No single sector dominated commodity performance in May, which means the supply-side is currently more potent than macro factors like global aggregate demand, the dollar, interest rates or inflation. Each commodity is being driven by something in its own supply/demand model, mostly unrelated to one another. That is not just lowering the intra-commodity correlation that can create buying opportunities but has lowered the correlation between stocks and commodities, bringing to light the important role commodities can play in diversification.
In May, the Dow Jones Commodity Index Total Return fell 1.7% bringing its year-to-date performance to -5.3%, and the S&P GSCI Total Return fell 1.5%, pushing down its year-to-date performance to -8.5%. While livestock (+4.4%) and precious metals (+0.4%) were the only positive sectors in the S&P GSCI, 9 of the 24 commodities were positive, and were from all the sectors. Lean hogs (+12.1%,) cocoa (+11.3%) and unleaded gasoline (+3.0%) were the biggest winners while natural gas (+8.6%,) sugar (+7.7%) and lead (+6.2%) were the biggest losers.
This disparity is important since the supply-shocks supporting it comprise the factor (expectational variance) that drives low correlation in between commodities and also between commodities and other asset classes. Notice the stock-commodity (S&P 500 vs S&P GSCI) correlation has fallen from 0.5 to 0.04 this month, making commodities strong diversifiers again.

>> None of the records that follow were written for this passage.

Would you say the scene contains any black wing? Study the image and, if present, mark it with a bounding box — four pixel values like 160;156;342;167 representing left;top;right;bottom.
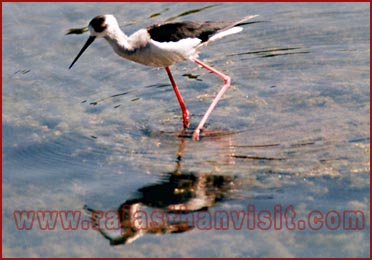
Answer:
146;21;232;42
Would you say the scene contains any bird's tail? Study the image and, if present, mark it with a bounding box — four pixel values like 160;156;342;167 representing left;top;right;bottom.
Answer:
200;15;258;44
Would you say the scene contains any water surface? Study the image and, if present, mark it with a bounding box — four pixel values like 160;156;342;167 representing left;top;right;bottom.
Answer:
2;3;370;257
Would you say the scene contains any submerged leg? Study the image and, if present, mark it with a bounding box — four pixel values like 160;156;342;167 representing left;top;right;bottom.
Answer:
191;59;231;140
165;67;190;128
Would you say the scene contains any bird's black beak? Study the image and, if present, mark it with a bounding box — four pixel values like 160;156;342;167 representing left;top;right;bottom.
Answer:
68;36;96;69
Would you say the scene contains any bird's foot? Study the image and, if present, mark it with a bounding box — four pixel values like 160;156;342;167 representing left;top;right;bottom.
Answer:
192;128;200;141
182;110;190;129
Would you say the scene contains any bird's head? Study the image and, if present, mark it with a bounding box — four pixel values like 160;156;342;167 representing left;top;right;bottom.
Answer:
69;14;119;69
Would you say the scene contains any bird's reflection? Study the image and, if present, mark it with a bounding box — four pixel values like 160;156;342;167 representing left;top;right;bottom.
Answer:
84;138;236;245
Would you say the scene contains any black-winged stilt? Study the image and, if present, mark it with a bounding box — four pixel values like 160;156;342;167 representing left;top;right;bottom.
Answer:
69;14;257;140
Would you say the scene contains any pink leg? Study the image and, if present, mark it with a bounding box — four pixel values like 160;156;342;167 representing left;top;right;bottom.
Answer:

Not only is the diversification an important result but the supply issues matter to the inventory re-balancing process In May, there were a record 9 new commodities with a positive roll return, reflecting backwardation from shortages. There have never been this many commodities swinging simultaneously from negative to positive term structures, so that might be a bullish sign ahead of the summer. However, the term structure hasn’t turned positive yet for unleaded gasoline despite its rise in May even in the face of falling oil. Typically if Brent crude falls, unleaded gasoline falls slightly more with a down market capture ratio of 107, but when Brent crude rises unleaded gasoline typically increases with an up market capture 109. If commodities of not just the same sector but the same component are decoupling, and Brent crude is not dragging down unleaded gasoline, not only is that bullish, but it makes a more compelling diversification argument.